A cidade de São Paulo tem uma lei de 2009 sancionada pelo prefeito Gilberto Kassab que determina que as escolas públicas da educação básica do município deverão incluir em seu projeto pedagógico medidas de conscientização, prevenção e combate ao bullying escolar. A lei prevê a promoção de ações de prevenção e combate ao bullying, capacitação dos professores e orientação das vítimas “visando à recuperação da auto-estima”.
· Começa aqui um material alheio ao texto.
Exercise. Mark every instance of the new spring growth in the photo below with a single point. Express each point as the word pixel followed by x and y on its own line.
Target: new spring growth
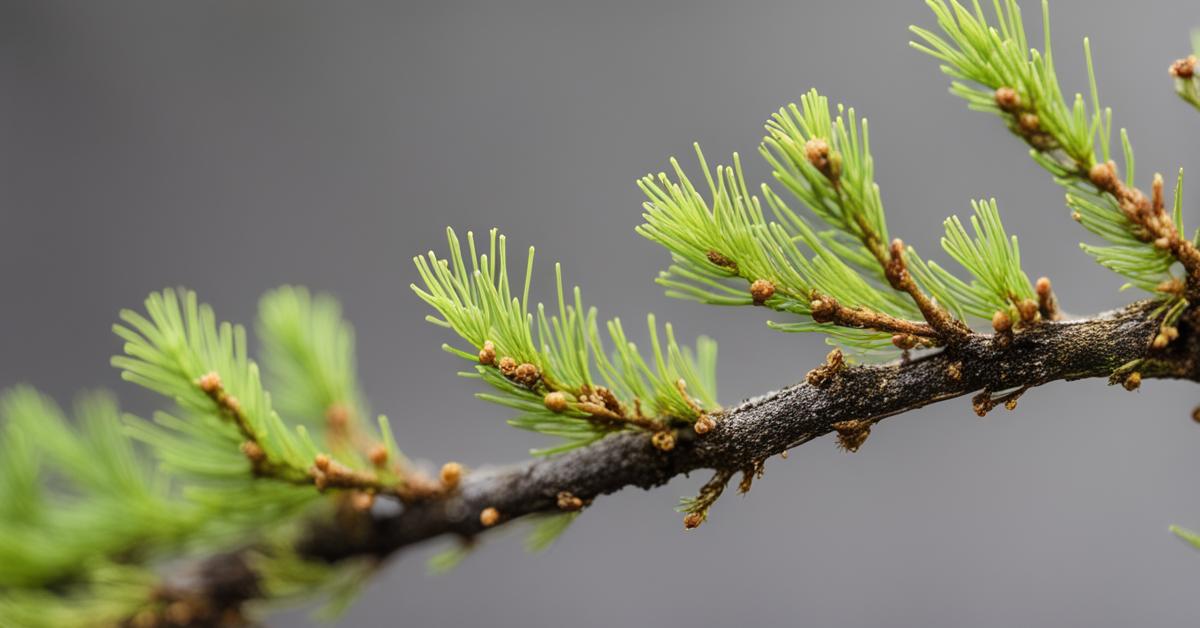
pixel 1048 305
pixel 450 476
pixel 852 434
pixel 761 289
pixel 1165 335
pixel 723 261
pixel 663 441
pixel 555 401
pixel 817 151
pixel 1183 69
pixel 822 375
pixel 487 354
pixel 568 502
Outros projetos estão em tramitação para se tornarem leis municipais e estaduais. No Rio, uma lei aprovada ano passado prevê punição das escolas que não denunciarem funcionários e alunos que praticarem o bullying. A Assembléia Legislativa aprovou esta semana uma outra lei de caráter mais educativo para a promoção do combate a esta prática nas escolas.
Legislação
Não há lei específica em torno do problema, mas, os atos de bullying ferem princípios constitucionais – respeito à dignidade da pessoa humana – e ferem o Código Civil, que determina que todo ato ilícito que cause dano a outrem gera o dever de indenizar.
Como é a prática?
O bullying se caracteriza principalmente por atitudes como dar apelidos pejorativos e às vezes até pela agressão física. A pessoa é exposta à humilhação, ao constrangimento e também ao medo de não ser aceito.
Quais são os sintomas?
As crianças e adolescentes vítimas de bullying geralmente apresentam depressão, tristeza. É comum não quererem ir à escola e perderem o interesse pelos estudos. Os pais devem ficar atentos a qualquer mudança no comportamento dos filhos nesse sentido.
Como tratar?
A vítima não tem como se defender. Isso pode trazer conseqüências na vida da criança ou adolescente. Em casos extremos, a vítima e o agressor devem receber acompanhamento psicológico.